# Why is ReLU used as an activation function?

Activation functions are used to introduce non-linearities in the linear output of the type w * x + b in a neural network.

Which I am able to understand intuitively for the activation functions like sigmoid.

I understand the advantages of ReLU, which is avoiding dead neurons during backpropagation. However, I am not able to understand why is ReLU used as an activation function if its output is linear?

Doesn't the whole point of being the activation function get defeated if it won't introduce non-linearity?

• This post is 2 years old but I'd like to mention that ReLU does not avoid dead neurons. "Dead" neurons occur due the 0 gradient of the ReLU function when the input is less than 0. – Sathvik Swaminathan yesterday

In mathematics a function is considered linear whenever a fucntion $f: A \rightarrow B$ if for every $x$ and $y$ in the domain $A$ has the following property: $f(x) + f(y) = f(x+y)$. By definition the ReLU is $max(0,x)$. Therefore, if we split the domain from $(-\infty, 0]$ or $[0, \infty)$ then the function is linear. However, it's easy to see that $f(-1) + f(1) \neq f(0)$. Hence by definition ReLU is not linear.

Nevertheless, ReLU is so close to linear that this often confuses people and wonder how can it be used as a universal approximator. In my experience, the best way to think about them is like Riemann sums. You can approximate any continuous functions with lots of little rectangles. ReLU activations can produced lots of little rectangles. In fact, in practice, ReLU can make rather complicated shapes and approximate many complicated domains.

I also feel like clarifying another point. As pointed out by a previous answer, neurons do not die in Sigmoid, but rather vanish. The reason for this is because at maximum the derivative of the sigmoid function is .25. Hence, after so many layers you end up multiplying these gradients and the product of very small numbers less than 1 tend to go to zero very quickly.

Hence if you're building a deep learning network with a lot of layers, your sigmoid functions will essentially stagnant rather quickly and become more or less useless.

The key take away is the vanishing comes from multiplying the gradients not the gradients themselves.

• f(x) = 2*x + 3 is a linear function but does it satisfies the propetry f(x)+f(y) = f(x+y)? – flamelite Mar 21 at 10:19
• @flamelite 2x + 3 is actually NOT a linear function. It is an affine function. In high school algebra classes it would probably be called linear because its graph is a line, but it isn't. – Brady Gilg Apr 16 at 18:09

I understand the advantages of ReLU, which is avoiding dead neurons during backpropagation.

This is not completely true. The neurons are not dead. If you use sigmoid-like activations, after some iterations the value of gradients saturate for most the neurons. The value of gradient will be so small and the process of learning happens so slowly. This is vanishing and exploding gradients that has been in sigmoid-like activation functions. Conversely, the dead neurons may happen if you use ReLU non-linarity, which is called dying ReLU.

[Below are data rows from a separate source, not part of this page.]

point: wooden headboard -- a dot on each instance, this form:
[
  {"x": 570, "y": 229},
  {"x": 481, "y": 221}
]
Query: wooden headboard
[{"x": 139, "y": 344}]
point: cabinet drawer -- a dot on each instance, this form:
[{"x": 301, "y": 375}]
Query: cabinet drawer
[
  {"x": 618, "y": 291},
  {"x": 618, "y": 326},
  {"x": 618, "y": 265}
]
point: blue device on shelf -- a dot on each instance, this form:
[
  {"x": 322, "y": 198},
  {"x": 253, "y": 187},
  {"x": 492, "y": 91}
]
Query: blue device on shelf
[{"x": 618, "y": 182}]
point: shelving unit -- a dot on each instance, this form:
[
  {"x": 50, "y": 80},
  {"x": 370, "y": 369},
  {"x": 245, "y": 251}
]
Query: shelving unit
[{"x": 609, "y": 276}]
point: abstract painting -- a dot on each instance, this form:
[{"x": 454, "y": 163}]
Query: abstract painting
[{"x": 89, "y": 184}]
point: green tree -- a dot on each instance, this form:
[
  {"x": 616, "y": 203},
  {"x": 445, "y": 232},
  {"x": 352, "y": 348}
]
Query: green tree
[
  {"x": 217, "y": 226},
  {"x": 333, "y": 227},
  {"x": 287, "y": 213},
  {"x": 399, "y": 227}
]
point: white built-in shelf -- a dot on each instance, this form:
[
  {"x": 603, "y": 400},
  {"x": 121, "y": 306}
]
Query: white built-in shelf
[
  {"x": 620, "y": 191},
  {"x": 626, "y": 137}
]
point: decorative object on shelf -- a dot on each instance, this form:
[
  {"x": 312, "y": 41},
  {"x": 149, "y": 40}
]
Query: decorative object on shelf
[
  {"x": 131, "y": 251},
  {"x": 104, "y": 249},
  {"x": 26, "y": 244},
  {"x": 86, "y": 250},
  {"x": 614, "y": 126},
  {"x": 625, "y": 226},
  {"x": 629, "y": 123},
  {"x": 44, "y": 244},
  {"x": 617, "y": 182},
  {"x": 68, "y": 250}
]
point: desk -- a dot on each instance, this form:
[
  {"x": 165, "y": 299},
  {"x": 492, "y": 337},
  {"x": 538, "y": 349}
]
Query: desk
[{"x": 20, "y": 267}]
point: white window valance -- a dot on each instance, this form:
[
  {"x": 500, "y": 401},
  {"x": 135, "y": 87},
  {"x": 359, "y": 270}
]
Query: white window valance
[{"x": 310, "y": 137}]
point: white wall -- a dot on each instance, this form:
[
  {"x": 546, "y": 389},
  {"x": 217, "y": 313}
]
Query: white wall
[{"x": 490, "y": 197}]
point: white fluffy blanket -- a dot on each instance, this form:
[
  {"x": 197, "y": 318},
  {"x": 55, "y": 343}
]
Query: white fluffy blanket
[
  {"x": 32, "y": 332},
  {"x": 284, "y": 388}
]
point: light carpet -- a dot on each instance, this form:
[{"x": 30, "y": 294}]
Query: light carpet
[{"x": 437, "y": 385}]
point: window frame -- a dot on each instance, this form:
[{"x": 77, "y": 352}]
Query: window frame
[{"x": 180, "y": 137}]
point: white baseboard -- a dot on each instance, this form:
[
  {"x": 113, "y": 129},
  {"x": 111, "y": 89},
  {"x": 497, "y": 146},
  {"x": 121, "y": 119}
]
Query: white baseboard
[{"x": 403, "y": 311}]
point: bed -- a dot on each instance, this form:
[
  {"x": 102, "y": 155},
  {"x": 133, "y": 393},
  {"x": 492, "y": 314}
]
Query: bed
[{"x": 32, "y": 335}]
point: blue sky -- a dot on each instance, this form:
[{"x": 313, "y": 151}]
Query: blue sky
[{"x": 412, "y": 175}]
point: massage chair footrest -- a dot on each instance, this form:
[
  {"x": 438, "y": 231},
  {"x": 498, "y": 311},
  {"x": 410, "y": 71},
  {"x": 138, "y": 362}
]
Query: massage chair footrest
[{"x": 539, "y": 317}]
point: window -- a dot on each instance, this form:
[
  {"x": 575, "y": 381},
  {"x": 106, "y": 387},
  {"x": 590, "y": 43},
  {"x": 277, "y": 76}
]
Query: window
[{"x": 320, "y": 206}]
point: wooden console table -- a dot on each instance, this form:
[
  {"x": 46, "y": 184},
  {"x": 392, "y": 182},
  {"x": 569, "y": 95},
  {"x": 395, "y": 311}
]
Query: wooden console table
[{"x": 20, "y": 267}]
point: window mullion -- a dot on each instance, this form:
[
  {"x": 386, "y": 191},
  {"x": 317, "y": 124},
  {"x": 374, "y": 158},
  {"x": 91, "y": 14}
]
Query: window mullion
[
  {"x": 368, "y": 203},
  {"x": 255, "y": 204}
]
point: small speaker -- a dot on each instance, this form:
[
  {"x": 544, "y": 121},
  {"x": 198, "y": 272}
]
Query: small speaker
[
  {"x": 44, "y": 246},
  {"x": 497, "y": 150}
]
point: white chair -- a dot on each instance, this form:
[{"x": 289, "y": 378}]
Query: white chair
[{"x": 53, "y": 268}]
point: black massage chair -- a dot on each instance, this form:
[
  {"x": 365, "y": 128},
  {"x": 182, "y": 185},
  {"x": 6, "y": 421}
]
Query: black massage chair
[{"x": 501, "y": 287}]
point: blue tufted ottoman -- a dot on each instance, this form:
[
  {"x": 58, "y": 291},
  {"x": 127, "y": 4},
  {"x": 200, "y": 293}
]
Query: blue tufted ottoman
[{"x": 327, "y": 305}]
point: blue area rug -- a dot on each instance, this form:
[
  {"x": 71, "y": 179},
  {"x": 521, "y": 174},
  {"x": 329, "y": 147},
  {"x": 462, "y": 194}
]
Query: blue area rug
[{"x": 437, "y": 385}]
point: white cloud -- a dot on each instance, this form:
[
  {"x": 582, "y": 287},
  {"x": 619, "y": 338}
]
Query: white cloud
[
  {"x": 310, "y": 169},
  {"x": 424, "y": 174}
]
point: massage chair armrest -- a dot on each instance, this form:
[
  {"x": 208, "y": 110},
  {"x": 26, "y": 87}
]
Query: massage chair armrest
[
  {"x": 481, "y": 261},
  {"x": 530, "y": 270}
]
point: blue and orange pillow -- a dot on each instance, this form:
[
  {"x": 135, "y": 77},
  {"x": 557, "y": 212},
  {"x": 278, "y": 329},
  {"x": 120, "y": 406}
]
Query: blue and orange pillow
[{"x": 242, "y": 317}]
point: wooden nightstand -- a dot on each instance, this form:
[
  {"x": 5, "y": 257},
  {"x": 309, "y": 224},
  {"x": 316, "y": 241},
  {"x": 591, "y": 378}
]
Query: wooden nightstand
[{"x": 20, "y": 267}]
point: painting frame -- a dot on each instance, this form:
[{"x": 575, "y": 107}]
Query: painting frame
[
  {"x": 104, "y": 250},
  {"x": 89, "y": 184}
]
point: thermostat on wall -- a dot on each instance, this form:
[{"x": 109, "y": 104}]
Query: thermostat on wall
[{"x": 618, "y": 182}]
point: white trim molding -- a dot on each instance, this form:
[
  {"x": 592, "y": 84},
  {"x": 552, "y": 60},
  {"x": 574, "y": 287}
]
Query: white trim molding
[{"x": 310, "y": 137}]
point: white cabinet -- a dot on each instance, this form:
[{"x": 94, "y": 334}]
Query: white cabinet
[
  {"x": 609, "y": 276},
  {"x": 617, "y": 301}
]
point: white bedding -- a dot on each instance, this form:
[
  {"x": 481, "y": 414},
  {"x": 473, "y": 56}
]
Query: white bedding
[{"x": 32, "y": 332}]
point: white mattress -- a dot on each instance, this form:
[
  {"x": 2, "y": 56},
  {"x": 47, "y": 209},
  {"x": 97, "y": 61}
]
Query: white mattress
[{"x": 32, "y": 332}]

I am not able to understand why is ReLU used as an activation function if its output is linear

Definitely it is not linear. As a simple definition, linear function is a function which has same derivative for the inputs in its domain.

The linear function is popular in economics. It is attractive because it is simple and easy to handle mathematically. It has many important applications. Linear functions are those whose graph is a straight line. A linear function has the following property:

$$f(ax + by) = af(x) + bf(y)$$

ReLU is not linear. The simple answer is that ReLU's output is not a straight line, it bends at the x-axis. The more interesting point is what’s the consequence of this non-linearity. In simple terms, linear functions allow you to dissect the feature plane using a straight line. But with the non-linearity of ReLUs, you can build arbitrary shaped curves on the feature plane.

ReLU may have a disadvantage which is its expected value. There is no limitation for the output of the Relu and its expected value is not zero. Tanh was more popular than sigmoid because its expected value is equal to zero and learning in deeper layers occurs more rapidly. Although ReLU does not have this advantage batch normalization solves this problem.